The important thing about college is not the quality of education. At least not for students like me. It’s location location location. This means that it has to be in close proximity to good food. That and long gaps between classes and friends who drive. Parents always nag children to wisely make full use of their time. I finally put their words of wisdom to practice. I spent my time in a productive search for great places to eat. College money went to food. Period.
It was during that time when I first laid my eyes… and mouth on Ayam Percik (pronounced ah yum per chay-k ) It’s literal translation means splash chicken, which in this case, it means basted. This traditional Malay dish originated from the state of Kelantan in Malaysia. Ironically, a state I’ve yet to step foot in.
The first bite I took felt like the greatest thing I’ve fed my tummy… that day. Perfectly grilled tender chicken that was marinated in spices slathered with the most divine creamy spiced coconut milk sauce. It’s mildly spicy, has a slight sweetness and packed with so much flavor from the turmeric, lemongrass, coconut milk and all the other spices combined. Yum.
I can honestly say that the only good thing I got out of college is Ayam Percik. ;p
- 6 chicken thighs
- Spice paste
- 16 shallots (short variety), peeled
- 1½" ginger, peeled
- 1½" galangal (blue ginger root), peeled
- 6 garlic cloves, peeled
- 8 dried cayenne chilies, deseeded and soaked in hot water
- 2 tsp turmeric powder
- 1½ tsp cumin powder
- 1½ tsp coriander powder
- 1½ tsp fennel powder
- ½ tsp fenugreek powder
- 5 stalks lemongrass, white parts only
- 8 candlenuts or macadamia nuts
- 1 tsp salt
- 1 tbs sugar
- ¼ cup oil
- 3 cloves (optional)
- 2 green cardamom pods (optional)
- 2 tbs tamarind pulp
- 1 can 13 oz thick coconut milk
- 1 cup water
- 1 tsp sugar
- In a blender, add the ingredients for the spice paste and blend until smooth.
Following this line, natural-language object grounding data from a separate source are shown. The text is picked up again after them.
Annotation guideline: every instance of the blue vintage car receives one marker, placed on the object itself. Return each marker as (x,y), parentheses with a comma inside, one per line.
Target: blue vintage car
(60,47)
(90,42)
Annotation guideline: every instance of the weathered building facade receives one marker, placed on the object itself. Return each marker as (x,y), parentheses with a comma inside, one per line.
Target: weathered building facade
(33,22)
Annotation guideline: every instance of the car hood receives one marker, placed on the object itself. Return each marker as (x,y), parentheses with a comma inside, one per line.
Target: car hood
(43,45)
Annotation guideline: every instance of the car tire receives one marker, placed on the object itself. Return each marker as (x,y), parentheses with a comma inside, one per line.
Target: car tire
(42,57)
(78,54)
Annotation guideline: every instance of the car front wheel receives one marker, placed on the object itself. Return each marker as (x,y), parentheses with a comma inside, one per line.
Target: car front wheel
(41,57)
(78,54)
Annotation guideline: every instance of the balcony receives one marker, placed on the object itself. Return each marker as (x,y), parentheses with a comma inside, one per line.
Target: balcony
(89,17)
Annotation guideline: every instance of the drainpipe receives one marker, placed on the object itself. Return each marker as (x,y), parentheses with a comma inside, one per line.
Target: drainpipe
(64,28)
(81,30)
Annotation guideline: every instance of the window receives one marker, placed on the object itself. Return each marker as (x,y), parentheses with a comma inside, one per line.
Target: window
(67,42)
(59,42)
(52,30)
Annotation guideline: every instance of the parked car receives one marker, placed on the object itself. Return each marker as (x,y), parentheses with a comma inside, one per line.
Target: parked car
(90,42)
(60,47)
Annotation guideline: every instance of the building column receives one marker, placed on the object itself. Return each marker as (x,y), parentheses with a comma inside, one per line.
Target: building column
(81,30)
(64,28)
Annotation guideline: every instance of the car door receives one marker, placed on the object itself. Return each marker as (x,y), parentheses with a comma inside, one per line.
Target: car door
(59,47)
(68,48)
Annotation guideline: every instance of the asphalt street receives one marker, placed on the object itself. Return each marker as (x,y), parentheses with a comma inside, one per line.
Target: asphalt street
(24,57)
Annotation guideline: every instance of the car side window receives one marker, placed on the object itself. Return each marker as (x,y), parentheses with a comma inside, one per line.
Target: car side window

- Over medium heat, pour the spice paste in a skillet or pan and fry for 10 minutes until fragrant. Add water or oil 1 tablespoon at a time if the paste becomes too dry. Don't burn the paste. Lower the fire slightly if needed.
- Add the cloves, cardamom, tamarind pulp, coconut milk, water, sugar and salt. Turn the heat up and bring the mixture to boil. Turn the heat to medium low and simmer for 10 minutes. Stir occasionally. It will reduce slightly. This is the marinade/sauce, so taste and adjust seasoning if necessary. Don't worry if it's slightly bitter. It will go away when roasting.
- When the marinade/sauce has cooled, pour everything over the chicken and marinate overnight to two days.
- Preheat the oven to 425 F.
- Remove the chicken from the marinade. Spoon the marinade onto a greased (or aluminum lined) baking sheet. Lay the chicken on top of the sauce (make sure the chicken covers the sauce and the sauce isn't exposed or it'll burn) and spread the remaining marinade on the chicken. Roast for 35-45 minutes or until internal temp of the thickest part of chicken is at least 175 F.
- Let chicken rest for 5 minutes. Brush the chicken with some of the oil. Serve chicken with the sauce over steamed rice (or coconut rice).
2. Shallots can be replaced by one large onion.
3. Galangal (blue ginger root), shallots, lemongrass and candlenuts can be found in most Chinese or Thai markets.
4. Chicken: Make sure that the chicken is in room temperature for at least 30 minutes before roasting.